Prove that you have not been "made whole"

The "made-whole" rule is viewed by litigators, insurance companies, and courts as the doctrine agreeing that your primary health-insurance provider can't get paid back from your settlement funds until you're completely mended. You must be able to prove that you will have future medical expenses and costs related to the accident, and you must prove current impairment due to the injury, but this rule can keep your insurance company from placing a lien on your personal-injury settlement.

The "made-whole" doctrine does not always work in an injured person's favor, however. A recent Wisconsin ruling would not allow an injured motorcyclist to have money paid to his insurance carrier by the at-fault driver's insurance carrier.

The money he wanted to keep was reimbursement to his insurance company for a payment made to him for the value of his motorcycle. The injured man argued that since he had exhausted all of the other settlement money on medical bills and had more bills to come, he should receive the motorcycle money twice under the "made whole" rule. The court disagreed, stating that the two policies were separate, and that his future health care needs could not be met by money intended as compensation to his insurance carrier for costs of his vehicle he had already been paid.

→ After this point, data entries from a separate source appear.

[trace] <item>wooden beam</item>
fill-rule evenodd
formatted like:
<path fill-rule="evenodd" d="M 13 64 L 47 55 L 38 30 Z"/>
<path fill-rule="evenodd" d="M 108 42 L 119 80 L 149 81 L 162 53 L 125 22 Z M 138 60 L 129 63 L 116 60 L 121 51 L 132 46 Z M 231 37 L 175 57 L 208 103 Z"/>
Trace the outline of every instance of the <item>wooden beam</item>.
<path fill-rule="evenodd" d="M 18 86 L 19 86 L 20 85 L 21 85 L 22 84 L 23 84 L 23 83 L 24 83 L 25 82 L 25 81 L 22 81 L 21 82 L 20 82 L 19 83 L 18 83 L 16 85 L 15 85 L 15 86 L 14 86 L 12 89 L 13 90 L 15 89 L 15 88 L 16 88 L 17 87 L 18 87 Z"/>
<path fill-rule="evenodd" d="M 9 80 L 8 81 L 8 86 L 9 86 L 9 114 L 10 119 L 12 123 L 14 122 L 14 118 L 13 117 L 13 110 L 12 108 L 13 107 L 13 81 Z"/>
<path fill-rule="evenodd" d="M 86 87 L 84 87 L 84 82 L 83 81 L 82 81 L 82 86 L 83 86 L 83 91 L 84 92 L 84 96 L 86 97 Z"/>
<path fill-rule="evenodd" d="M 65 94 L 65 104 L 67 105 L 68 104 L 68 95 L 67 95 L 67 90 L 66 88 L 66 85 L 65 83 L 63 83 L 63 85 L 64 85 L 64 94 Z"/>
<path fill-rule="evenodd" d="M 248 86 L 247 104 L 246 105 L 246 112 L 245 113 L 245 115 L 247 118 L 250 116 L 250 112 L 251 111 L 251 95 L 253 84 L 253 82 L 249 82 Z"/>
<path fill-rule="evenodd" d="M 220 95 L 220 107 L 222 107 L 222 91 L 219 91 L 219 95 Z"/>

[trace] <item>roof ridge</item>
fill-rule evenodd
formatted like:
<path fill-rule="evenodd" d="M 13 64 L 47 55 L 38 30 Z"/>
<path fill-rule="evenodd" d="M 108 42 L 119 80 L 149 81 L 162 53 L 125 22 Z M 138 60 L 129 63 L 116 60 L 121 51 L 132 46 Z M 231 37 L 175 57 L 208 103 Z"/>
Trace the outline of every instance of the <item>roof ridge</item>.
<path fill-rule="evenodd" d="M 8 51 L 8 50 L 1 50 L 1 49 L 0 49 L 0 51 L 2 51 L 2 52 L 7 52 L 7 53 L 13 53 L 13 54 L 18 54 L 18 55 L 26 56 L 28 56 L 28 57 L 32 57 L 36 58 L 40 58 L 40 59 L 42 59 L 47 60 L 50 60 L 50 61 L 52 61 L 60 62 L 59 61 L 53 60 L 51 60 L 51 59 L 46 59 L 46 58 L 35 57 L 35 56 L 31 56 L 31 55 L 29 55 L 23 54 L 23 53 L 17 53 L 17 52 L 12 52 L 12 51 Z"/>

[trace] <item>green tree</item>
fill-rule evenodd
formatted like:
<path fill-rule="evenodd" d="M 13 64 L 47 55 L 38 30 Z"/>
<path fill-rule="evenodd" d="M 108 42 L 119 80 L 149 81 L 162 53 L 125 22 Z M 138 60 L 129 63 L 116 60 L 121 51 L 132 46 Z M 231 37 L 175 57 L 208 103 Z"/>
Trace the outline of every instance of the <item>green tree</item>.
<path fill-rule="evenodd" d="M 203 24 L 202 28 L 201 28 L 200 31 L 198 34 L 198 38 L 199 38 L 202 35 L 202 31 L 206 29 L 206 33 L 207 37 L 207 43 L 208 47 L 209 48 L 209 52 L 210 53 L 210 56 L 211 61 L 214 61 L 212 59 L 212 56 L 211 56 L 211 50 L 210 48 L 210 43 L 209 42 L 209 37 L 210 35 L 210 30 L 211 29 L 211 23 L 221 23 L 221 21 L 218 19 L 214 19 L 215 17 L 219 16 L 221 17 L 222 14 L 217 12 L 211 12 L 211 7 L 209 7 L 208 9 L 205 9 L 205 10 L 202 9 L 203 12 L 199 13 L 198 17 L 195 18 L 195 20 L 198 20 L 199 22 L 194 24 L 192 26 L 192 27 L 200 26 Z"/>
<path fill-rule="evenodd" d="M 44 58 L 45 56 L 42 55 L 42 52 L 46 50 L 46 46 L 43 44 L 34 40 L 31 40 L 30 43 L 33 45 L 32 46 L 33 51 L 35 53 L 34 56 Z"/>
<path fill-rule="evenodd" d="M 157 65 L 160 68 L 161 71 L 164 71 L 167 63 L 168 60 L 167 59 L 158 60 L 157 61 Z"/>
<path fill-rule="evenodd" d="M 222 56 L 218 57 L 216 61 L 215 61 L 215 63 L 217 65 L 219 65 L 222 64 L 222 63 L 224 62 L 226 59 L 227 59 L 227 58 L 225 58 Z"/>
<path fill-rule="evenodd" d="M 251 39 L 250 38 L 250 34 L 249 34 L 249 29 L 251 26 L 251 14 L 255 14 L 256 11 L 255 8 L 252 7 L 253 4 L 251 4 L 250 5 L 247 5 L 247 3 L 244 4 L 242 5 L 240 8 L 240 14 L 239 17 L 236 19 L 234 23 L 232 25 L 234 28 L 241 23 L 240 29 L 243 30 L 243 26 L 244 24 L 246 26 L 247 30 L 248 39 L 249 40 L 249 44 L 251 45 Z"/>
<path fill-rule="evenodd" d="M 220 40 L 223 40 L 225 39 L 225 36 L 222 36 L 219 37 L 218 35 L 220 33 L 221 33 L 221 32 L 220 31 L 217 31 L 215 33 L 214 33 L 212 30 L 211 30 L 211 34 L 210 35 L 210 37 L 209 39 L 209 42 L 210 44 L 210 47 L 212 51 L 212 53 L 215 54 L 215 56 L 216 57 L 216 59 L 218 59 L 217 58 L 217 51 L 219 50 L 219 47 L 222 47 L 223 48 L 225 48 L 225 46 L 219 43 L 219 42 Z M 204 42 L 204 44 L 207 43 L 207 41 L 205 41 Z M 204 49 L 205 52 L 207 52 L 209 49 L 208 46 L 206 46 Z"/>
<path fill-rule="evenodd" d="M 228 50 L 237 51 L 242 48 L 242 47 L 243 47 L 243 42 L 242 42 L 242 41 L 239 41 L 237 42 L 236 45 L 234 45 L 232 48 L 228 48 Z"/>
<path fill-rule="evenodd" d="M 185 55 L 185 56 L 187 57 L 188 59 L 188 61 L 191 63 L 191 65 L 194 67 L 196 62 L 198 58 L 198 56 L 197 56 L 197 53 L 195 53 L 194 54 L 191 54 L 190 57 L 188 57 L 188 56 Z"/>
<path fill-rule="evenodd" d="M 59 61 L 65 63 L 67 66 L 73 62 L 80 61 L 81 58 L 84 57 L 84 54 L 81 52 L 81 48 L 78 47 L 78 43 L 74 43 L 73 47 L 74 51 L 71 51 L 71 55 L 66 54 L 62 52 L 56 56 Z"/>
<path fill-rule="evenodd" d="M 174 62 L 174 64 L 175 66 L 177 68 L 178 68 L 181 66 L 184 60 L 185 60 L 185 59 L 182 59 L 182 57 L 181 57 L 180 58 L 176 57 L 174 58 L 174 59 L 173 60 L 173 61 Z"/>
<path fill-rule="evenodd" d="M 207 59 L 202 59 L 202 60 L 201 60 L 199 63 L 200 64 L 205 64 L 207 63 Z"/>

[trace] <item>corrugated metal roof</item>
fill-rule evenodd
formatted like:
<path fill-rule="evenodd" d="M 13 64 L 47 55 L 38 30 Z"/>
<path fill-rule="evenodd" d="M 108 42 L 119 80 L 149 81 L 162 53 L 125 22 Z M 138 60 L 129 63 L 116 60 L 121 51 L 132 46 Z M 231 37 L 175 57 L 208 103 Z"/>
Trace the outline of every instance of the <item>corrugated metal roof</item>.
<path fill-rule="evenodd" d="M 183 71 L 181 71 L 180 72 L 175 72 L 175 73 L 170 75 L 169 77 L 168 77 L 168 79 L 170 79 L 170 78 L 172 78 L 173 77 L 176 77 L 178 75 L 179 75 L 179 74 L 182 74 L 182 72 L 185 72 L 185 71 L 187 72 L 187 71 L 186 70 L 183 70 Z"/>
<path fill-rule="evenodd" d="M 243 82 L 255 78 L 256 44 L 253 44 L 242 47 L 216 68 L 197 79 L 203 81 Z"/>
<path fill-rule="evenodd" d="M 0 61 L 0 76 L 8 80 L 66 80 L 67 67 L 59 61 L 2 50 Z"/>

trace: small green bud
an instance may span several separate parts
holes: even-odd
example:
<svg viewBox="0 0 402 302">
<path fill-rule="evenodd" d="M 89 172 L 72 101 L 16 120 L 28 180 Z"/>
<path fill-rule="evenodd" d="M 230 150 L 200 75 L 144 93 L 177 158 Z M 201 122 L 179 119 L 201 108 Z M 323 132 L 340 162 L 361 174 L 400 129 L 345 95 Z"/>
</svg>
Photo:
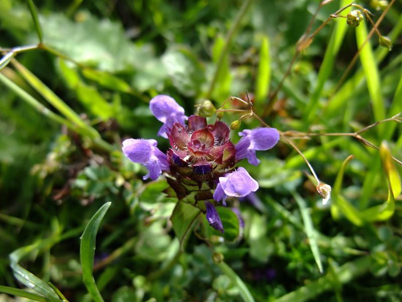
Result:
<svg viewBox="0 0 402 302">
<path fill-rule="evenodd" d="M 223 255 L 220 253 L 214 253 L 212 255 L 212 260 L 215 263 L 220 263 L 223 261 Z"/>
<path fill-rule="evenodd" d="M 239 120 L 236 120 L 234 122 L 232 122 L 232 123 L 230 124 L 230 129 L 231 130 L 237 130 L 240 127 L 240 125 L 242 124 L 242 122 L 241 121 Z"/>
<path fill-rule="evenodd" d="M 363 14 L 359 10 L 353 10 L 346 16 L 346 23 L 348 25 L 357 27 L 362 22 L 364 17 Z"/>
<path fill-rule="evenodd" d="M 219 108 L 219 110 L 221 110 L 223 108 Z M 218 119 L 222 119 L 222 118 L 223 117 L 223 114 L 224 114 L 223 111 L 217 111 L 217 118 Z"/>
<path fill-rule="evenodd" d="M 204 101 L 198 108 L 198 115 L 203 117 L 210 117 L 217 111 L 212 102 L 209 100 Z"/>
<path fill-rule="evenodd" d="M 378 42 L 381 46 L 388 48 L 388 50 L 390 50 L 392 48 L 392 43 L 391 42 L 391 39 L 388 37 L 381 36 L 378 38 Z"/>
</svg>

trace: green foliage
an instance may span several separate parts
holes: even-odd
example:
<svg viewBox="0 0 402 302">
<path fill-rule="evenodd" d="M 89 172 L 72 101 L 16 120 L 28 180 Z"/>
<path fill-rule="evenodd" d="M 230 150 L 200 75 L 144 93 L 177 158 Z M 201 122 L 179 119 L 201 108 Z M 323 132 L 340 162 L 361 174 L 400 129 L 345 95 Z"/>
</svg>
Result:
<svg viewBox="0 0 402 302">
<path fill-rule="evenodd" d="M 352 28 L 338 16 L 297 42 L 318 2 L 67 2 L 0 1 L 0 292 L 37 301 L 400 300 L 400 6 L 377 28 L 389 51 L 365 17 Z M 310 34 L 350 3 L 326 2 Z M 216 204 L 223 234 L 203 201 L 177 202 L 163 176 L 143 181 L 121 142 L 155 138 L 166 150 L 148 108 L 156 95 L 189 115 L 206 99 L 220 108 L 246 91 L 259 116 L 271 102 L 262 118 L 282 140 L 257 153 L 258 166 L 240 163 L 260 188 Z M 235 100 L 224 108 L 248 110 Z M 239 130 L 260 125 L 236 121 L 246 113 L 222 119 Z M 284 137 L 332 187 L 328 205 Z"/>
</svg>

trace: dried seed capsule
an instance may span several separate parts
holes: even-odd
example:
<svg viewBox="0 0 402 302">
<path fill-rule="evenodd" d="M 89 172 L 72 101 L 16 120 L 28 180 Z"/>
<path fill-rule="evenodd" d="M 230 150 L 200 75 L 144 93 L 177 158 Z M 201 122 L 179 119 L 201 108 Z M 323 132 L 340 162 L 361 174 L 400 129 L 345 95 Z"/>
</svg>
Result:
<svg viewBox="0 0 402 302">
<path fill-rule="evenodd" d="M 359 10 L 353 10 L 346 16 L 346 23 L 348 25 L 357 27 L 362 22 L 364 17 L 363 14 Z"/>
</svg>

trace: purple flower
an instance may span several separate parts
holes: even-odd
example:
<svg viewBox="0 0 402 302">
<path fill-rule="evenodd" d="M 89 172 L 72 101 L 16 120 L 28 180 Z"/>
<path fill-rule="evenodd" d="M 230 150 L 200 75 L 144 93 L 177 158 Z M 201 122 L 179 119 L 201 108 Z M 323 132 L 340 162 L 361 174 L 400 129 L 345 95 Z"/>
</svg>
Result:
<svg viewBox="0 0 402 302">
<path fill-rule="evenodd" d="M 205 206 L 207 208 L 207 213 L 205 215 L 207 220 L 210 223 L 210 225 L 215 230 L 223 233 L 223 224 L 221 220 L 221 217 L 217 211 L 217 209 L 214 205 L 209 201 L 205 202 Z"/>
<path fill-rule="evenodd" d="M 225 174 L 219 178 L 219 183 L 214 193 L 214 199 L 217 201 L 223 199 L 222 203 L 228 196 L 243 197 L 258 189 L 258 183 L 253 179 L 244 168 L 240 167 L 237 171 Z"/>
<path fill-rule="evenodd" d="M 248 162 L 254 166 L 260 163 L 255 150 L 270 149 L 279 139 L 279 133 L 274 128 L 246 129 L 239 132 L 239 135 L 243 137 L 236 145 L 236 160 L 247 158 Z"/>
<path fill-rule="evenodd" d="M 175 123 L 184 126 L 187 117 L 183 109 L 172 98 L 168 96 L 159 95 L 155 97 L 149 103 L 149 108 L 152 114 L 163 125 L 158 131 L 158 135 L 167 138 L 166 132 Z"/>
<path fill-rule="evenodd" d="M 159 150 L 155 139 L 134 139 L 129 138 L 123 142 L 123 152 L 134 163 L 142 164 L 148 169 L 148 173 L 144 179 L 150 177 L 158 178 L 162 171 L 169 171 L 169 164 L 166 155 Z"/>
</svg>

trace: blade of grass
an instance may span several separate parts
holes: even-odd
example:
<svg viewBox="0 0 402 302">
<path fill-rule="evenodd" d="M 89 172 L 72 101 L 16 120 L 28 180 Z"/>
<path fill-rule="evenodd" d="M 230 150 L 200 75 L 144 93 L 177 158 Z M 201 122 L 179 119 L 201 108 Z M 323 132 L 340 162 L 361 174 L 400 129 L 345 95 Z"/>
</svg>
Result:
<svg viewBox="0 0 402 302">
<path fill-rule="evenodd" d="M 50 299 L 47 298 L 46 297 L 44 297 L 42 295 L 34 293 L 33 292 L 30 292 L 26 290 L 20 289 L 19 288 L 14 288 L 13 287 L 10 287 L 9 286 L 4 286 L 0 285 L 0 292 L 7 293 L 8 294 L 12 294 L 19 297 L 22 297 L 23 298 L 27 298 L 30 299 L 34 301 L 39 301 L 39 302 L 51 302 Z"/>
<path fill-rule="evenodd" d="M 364 22 L 356 28 L 356 36 L 357 46 L 360 48 L 367 38 L 367 31 Z M 368 92 L 371 99 L 373 113 L 376 121 L 385 118 L 385 109 L 381 92 L 381 83 L 375 58 L 370 41 L 367 41 L 360 51 L 360 61 L 366 78 Z M 378 132 L 383 131 L 384 125 L 379 125 Z"/>
<path fill-rule="evenodd" d="M 269 55 L 269 40 L 267 36 L 264 36 L 261 43 L 260 60 L 256 79 L 255 100 L 257 104 L 263 104 L 268 96 L 270 82 L 271 57 Z"/>
<path fill-rule="evenodd" d="M 31 16 L 32 16 L 32 20 L 34 21 L 36 33 L 38 34 L 38 37 L 39 38 L 39 41 L 42 43 L 43 42 L 43 33 L 40 23 L 39 23 L 39 18 L 38 18 L 38 11 L 32 0 L 28 0 L 28 2 L 29 11 L 31 12 Z"/>
<path fill-rule="evenodd" d="M 224 261 L 217 263 L 217 265 L 222 272 L 229 277 L 233 285 L 237 287 L 240 295 L 245 302 L 254 302 L 254 298 L 241 278 L 237 275 L 232 268 Z"/>
<path fill-rule="evenodd" d="M 112 202 L 107 202 L 97 210 L 88 222 L 81 237 L 80 258 L 82 267 L 82 278 L 88 292 L 95 302 L 104 302 L 92 276 L 96 233 L 111 204 Z"/>
<path fill-rule="evenodd" d="M 401 31 L 402 15 L 399 15 L 397 23 L 388 36 L 391 41 L 394 41 Z M 381 63 L 388 52 L 388 49 L 378 46 L 375 52 L 375 61 L 378 64 Z M 324 119 L 328 119 L 333 114 L 333 112 L 340 112 L 352 96 L 354 94 L 358 93 L 360 88 L 364 84 L 364 72 L 361 68 L 359 68 L 354 75 L 331 98 L 325 109 Z"/>
<path fill-rule="evenodd" d="M 349 0 L 342 0 L 339 4 L 341 8 L 349 4 Z M 323 91 L 324 86 L 332 71 L 335 57 L 339 51 L 345 34 L 346 33 L 347 24 L 344 22 L 338 22 L 331 36 L 328 46 L 325 51 L 323 63 L 320 68 L 317 77 L 317 85 L 311 94 L 305 107 L 304 115 L 306 119 L 311 122 L 315 118 L 318 101 Z"/>
<path fill-rule="evenodd" d="M 322 274 L 324 270 L 320 255 L 320 250 L 318 249 L 318 245 L 317 245 L 317 239 L 316 236 L 316 232 L 313 225 L 313 220 L 309 209 L 307 208 L 307 205 L 304 200 L 297 193 L 293 192 L 292 195 L 297 203 L 298 207 L 300 209 L 301 218 L 303 219 L 303 223 L 305 225 L 305 232 L 307 238 L 309 239 L 309 244 L 310 245 L 311 251 L 313 252 L 313 256 L 314 256 L 314 260 L 316 260 L 316 263 L 317 264 L 319 270 L 320 270 L 320 272 Z"/>
</svg>

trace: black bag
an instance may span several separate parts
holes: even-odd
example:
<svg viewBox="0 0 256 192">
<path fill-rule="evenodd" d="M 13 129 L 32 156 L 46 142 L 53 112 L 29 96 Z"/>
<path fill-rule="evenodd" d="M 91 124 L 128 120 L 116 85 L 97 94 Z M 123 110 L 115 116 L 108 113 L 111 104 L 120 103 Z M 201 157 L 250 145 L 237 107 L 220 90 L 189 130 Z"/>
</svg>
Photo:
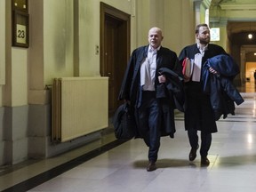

Spend your settlement money really fast

The United States Supreme Court made a very important ruling recently in a subrogation claim made by an insurance company against an injured man's settlement. The insurance company kept dragging its feet on deciding how much reimbursement it wanted from his settlement, so the injured man's attorney told the carrier it had two weeks to make a claim, or else he was dispersing all of the funds to the injured man.

Months later, the insurance company sued the man to recover their costs for his healthcare, but he had already spent the money providing for himself and his daughter. The court ruled that the insurance company didn't act within the 14 days they were given to act and that they were not entitled to go after the injured man's general assets. The insurance company can only have access to the specific funds allocated for the injury, and once those funds are gone, it's too late unless the insurance company can go back and trace where all of the funds went.

Of course, you don't want to blow money just to avoid reimbursing your primary health-insurance company, because that's not going to lead to financial security for you or your family in the future, but this ruling will hopefully make insurance companies stop dragging their feet, and it may help injured parties keep more of their hard-won settlement funds.

Rules on subrogation are complicated and require the advice of a personal-injury attorney familiar with the laws in your state. Many states have additional rules to protect you from having to pay back your injury-related costs out of your settlement fund, so consult with a knowledgeable lawyer before agreeing to any repayment plan.